L'ultima profezia: 18.5.2026 Addio Olivo Selvatico

Il Vangelo Eterno

Il Piccolo Libro di Apocalisse 10

E vidi un altro Angelo potente scendere dal cielo, rivestito di una nuvola, e l'arcobaleno sul suo capo, e il suo volto era come il sole, e i suoi piedi come colonne di fuoco. E aveva in mano un piccolo libro aperto, e pose il piede destro sul mare, e il sinistro sulla terra, e gridò a gran voce, come quando un leone ruggisce; e quando ebbe gridato, sette tuoni emisero le loro voci. E quando i sette tuoni ebbero emesso le loro voci, stavo per scrivere; ma udii una voce dal cielo che mi diceva: Sigilla le cose che i sette tuoni hanno detto, e non scriverle.

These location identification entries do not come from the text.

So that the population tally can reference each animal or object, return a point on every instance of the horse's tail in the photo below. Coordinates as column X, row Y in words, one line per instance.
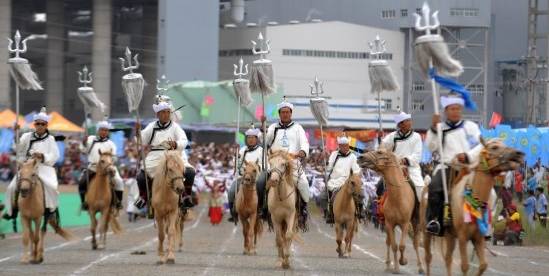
column 258, row 228
column 112, row 220
column 65, row 234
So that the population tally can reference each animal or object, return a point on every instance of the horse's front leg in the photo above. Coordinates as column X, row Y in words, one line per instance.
column 251, row 233
column 402, row 245
column 462, row 243
column 27, row 247
column 161, row 235
column 450, row 246
column 38, row 242
column 339, row 237
column 245, row 226
column 480, row 244
column 93, row 227
column 428, row 254
column 104, row 227
column 172, row 218
column 416, row 236
column 349, row 238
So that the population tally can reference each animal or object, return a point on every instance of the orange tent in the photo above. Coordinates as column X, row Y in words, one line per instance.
column 7, row 119
column 60, row 123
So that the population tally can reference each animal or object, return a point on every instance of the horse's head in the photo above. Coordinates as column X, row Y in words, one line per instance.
column 497, row 157
column 280, row 163
column 105, row 164
column 173, row 171
column 355, row 184
column 28, row 177
column 251, row 170
column 378, row 160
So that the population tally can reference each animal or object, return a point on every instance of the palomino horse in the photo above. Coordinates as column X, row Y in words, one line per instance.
column 399, row 208
column 494, row 159
column 246, row 208
column 32, row 207
column 345, row 213
column 281, row 202
column 167, row 186
column 99, row 200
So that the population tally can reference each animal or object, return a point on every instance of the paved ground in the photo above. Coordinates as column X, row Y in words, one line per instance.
column 217, row 250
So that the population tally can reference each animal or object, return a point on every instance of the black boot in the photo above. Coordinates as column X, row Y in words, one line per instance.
column 119, row 195
column 83, row 204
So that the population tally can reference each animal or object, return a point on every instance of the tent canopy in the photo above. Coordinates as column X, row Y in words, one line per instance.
column 60, row 123
column 7, row 119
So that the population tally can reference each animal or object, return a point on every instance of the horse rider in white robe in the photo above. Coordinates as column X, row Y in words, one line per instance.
column 341, row 165
column 160, row 135
column 460, row 140
column 252, row 152
column 406, row 144
column 41, row 146
column 290, row 136
column 93, row 145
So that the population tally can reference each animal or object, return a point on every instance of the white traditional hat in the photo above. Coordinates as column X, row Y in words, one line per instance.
column 285, row 103
column 451, row 99
column 162, row 106
column 343, row 140
column 402, row 117
column 42, row 116
column 103, row 124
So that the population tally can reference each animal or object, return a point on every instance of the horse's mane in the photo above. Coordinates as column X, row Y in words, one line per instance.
column 161, row 172
column 290, row 168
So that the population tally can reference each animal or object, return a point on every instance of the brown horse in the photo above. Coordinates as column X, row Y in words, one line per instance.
column 494, row 159
column 399, row 208
column 346, row 221
column 99, row 200
column 32, row 207
column 281, row 202
column 246, row 208
column 167, row 186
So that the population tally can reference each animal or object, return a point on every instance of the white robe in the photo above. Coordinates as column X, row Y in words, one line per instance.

E l'Angelo che vidi stare sul mare e sulla terra alzò la mano al cielo, e giurò per colui che vive per sempre, che ha creato il cielo e le cose che vi sono, e la terra e le cose che vi sono, e il mare e le cose che vi sono, che il tempo non sarebbe più. Ma nei giorni della voce del settimo Angelo, quando comincerà a suonare la tromba, anche il mistero di Dio sarà compiuto, come ha dichiarato ai suoi servi, i Profeti.

E la voce che udii dal cielo mi parlò di nuovo e disse: Va', e prendi il piccolo libro che è aperto nella mano dell'Angelo che sta sul mare e sulla terra. Così andai dall'Angelo e gli dissi: Dammi il piccolo libro. Ed egli mi disse: Prendilo e divoralo, e ti renderà amaro il ventre, ma in bocca ti sarà dolce come il miele.

Allora presi il piccolo libro dalla mano dell'Angelo, e lo divorai, e in bocca mi fu dolce come il miele; ma quando l'ebbi mangiato, il mio ventre divenne amaro. Ed egli mi disse: Devi profetizzare di nuovo davanti a popoli e nazioni, e lingue, e a molti Re.